Aileron. She’d be seeing Aileron again too. So much was happening so fast. She drew a breath and turned, to see that Matt had come over to her.

Her smile faded. In her mind, even as she stood among the evergreens of Gwynir, she was seeing a Crystal Lake and a Dragon rising from it, glittering wings spread wide. A place where she would never walk again, under stars or sun or moon. She was a Seer; she knew that this was so. She and Matt looked at each other for a long time.

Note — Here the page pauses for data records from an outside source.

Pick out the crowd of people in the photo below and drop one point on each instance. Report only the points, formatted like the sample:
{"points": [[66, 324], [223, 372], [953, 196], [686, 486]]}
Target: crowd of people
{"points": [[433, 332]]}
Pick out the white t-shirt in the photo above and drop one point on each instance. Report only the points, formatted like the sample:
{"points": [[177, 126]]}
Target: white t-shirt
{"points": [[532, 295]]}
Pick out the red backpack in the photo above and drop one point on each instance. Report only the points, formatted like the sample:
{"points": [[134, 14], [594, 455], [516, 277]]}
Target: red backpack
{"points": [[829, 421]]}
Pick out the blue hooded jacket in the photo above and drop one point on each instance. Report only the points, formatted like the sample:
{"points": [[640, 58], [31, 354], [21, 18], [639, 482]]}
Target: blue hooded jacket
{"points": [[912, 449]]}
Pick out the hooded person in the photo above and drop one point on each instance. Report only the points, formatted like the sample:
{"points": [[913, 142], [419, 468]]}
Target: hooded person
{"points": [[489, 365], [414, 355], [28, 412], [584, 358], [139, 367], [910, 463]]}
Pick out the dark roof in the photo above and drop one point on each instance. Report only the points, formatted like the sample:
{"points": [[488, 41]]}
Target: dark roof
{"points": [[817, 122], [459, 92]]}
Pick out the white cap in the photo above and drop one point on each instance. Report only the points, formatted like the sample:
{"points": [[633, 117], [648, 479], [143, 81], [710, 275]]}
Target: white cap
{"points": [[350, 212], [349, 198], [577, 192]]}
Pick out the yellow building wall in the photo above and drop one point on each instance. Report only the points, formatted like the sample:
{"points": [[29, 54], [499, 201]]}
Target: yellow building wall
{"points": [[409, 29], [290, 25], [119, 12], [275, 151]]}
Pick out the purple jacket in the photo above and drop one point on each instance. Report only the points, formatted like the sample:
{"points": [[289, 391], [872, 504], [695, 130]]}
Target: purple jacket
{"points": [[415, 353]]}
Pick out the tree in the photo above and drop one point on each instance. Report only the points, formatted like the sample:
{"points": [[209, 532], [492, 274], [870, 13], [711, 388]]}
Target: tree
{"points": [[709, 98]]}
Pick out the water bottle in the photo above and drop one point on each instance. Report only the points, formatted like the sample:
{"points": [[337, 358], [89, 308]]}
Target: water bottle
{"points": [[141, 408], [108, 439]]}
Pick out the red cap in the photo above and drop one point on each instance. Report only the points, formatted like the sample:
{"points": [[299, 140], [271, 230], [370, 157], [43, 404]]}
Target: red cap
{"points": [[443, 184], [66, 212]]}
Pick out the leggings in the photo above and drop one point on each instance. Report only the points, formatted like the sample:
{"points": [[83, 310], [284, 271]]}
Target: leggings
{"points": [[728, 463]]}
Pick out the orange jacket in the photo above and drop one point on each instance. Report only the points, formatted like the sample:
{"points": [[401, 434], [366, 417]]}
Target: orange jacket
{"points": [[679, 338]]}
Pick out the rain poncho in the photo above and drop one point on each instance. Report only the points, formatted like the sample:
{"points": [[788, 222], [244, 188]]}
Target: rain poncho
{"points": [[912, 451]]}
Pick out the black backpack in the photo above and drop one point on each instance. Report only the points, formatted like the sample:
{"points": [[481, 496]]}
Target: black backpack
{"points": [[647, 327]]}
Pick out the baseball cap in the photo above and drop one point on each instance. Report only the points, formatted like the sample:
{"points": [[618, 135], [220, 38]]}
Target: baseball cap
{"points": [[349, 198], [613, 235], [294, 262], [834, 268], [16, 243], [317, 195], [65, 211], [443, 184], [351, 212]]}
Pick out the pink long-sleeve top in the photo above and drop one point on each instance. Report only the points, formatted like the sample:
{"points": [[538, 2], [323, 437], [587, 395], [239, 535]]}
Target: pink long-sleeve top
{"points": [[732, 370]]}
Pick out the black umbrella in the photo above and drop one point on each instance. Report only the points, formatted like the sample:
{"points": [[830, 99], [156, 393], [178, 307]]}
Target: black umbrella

At length, he said, “The ring is dark.”

“It is,” she said. She didn’t even have to look. She knew. She knew something else, too, but that was her own burden, not his. She said nothing about it.

“Seer,” Matt began. He stopped. “Kim. You were supposed to bind it, weren’t you? To bring it to war?” Only Loren and Miach, standing behind Matt, would know what he was talking about.

Picking her words carefully, she said, “We have a choice, Matt. We are not slaves, even to our gifts. I chose to use the ring another way.” She said nothing more. She was thinking about Darien, even as she spoke about choices, remembering him running into Pendaran, past a burning tree.

Matt drew a breath, and then he nodded slowly. “May I thank you?” he asked.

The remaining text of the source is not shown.